Il y avait déjà de bien jolis badges "collector"

Les sponsors étaient déjà là (voir aussi ici - en anglais)
Et à propos de Pekin :
« Jeux olympiques : n’essayons pas d’être plus tibétains que le Dalaï Lama qui ne demande pas de boycotter (et d’ailleurs, ce ne sont que les innocents sportifs qui en souffriraient).
En revanche, les liturgies politiques - par opposition aux compétitions sportives dont ils s’entourent (flamme olympique, cérémonies d’ouverture et de clôture)- que les gouvernements totalitaires souhaitent toujours manipuler au profit de leur propagande – me semblent, elles, profondément répugnantes et il ne serait pas honorable d’y participer.

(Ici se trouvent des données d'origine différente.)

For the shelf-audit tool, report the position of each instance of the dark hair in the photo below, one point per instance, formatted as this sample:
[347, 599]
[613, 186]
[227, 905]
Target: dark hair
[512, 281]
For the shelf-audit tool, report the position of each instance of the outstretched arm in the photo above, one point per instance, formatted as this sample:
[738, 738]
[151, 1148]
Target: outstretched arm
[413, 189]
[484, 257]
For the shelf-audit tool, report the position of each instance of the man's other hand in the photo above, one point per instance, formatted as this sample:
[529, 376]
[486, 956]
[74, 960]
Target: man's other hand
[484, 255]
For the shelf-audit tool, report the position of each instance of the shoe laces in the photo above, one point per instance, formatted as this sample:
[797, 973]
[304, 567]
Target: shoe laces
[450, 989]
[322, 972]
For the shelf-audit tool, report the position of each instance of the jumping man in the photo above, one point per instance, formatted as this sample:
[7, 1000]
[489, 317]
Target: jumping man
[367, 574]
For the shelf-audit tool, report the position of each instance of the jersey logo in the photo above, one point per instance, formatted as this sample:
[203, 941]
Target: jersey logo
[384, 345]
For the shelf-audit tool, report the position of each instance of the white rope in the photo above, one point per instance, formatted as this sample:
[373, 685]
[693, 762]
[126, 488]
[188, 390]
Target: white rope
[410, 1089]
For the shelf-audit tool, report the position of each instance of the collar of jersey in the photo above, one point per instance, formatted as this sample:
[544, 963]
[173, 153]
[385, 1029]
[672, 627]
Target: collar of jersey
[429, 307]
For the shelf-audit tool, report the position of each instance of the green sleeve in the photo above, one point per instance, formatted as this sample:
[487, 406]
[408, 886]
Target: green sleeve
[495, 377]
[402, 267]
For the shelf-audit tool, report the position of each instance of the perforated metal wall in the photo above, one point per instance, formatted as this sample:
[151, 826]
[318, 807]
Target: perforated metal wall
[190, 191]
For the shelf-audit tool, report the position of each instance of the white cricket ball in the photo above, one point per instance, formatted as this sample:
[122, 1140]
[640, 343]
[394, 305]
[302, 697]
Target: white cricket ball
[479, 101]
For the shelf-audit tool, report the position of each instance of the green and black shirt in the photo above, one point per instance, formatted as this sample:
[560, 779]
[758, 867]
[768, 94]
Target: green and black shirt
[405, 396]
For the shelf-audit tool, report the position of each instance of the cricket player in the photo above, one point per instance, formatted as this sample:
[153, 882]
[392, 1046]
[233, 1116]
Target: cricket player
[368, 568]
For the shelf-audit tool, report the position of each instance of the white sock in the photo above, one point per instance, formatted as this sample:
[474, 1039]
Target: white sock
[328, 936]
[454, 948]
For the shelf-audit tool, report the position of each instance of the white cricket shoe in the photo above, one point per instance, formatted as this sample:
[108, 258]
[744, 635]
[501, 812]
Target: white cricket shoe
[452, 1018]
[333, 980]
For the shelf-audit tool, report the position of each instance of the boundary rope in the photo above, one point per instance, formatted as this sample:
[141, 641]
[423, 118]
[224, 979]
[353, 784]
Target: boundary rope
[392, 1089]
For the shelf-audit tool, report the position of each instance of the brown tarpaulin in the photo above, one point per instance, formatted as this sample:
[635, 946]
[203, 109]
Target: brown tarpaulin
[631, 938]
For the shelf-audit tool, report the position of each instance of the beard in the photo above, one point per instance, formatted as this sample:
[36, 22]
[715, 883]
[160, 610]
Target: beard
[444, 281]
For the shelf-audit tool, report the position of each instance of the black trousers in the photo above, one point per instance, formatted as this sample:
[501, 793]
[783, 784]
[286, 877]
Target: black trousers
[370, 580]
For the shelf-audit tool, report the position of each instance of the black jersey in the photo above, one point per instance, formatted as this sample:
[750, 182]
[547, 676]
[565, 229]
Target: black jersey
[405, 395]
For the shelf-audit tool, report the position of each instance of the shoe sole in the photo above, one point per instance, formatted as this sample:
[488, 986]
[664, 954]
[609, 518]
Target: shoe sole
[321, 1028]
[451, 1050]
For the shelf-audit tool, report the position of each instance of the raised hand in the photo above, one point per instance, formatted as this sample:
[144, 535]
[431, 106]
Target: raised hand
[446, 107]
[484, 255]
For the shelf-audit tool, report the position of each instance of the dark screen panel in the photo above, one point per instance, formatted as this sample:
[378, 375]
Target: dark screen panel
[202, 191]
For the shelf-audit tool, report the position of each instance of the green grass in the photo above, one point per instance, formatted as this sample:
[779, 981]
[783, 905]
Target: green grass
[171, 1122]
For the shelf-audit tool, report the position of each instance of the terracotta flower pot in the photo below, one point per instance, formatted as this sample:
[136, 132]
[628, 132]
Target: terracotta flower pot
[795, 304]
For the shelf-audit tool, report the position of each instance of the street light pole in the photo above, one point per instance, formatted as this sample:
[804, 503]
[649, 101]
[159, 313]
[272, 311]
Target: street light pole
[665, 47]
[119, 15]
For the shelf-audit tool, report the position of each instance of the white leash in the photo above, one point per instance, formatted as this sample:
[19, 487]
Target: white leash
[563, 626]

Ces dernières années, la Chine s’est beaucoup transformée à beaucoup d’égards mais il est un point sur lequel elle n’a pas changé : les droits de l’homme. Là, le régime communiste reste fidèle à lui-même et les méthodes de répression dont il use au Tibet ne sont nullement une surprise (…).
Mais pourquoi donc lui a-t-on accordé l’organisation des Jeux ? »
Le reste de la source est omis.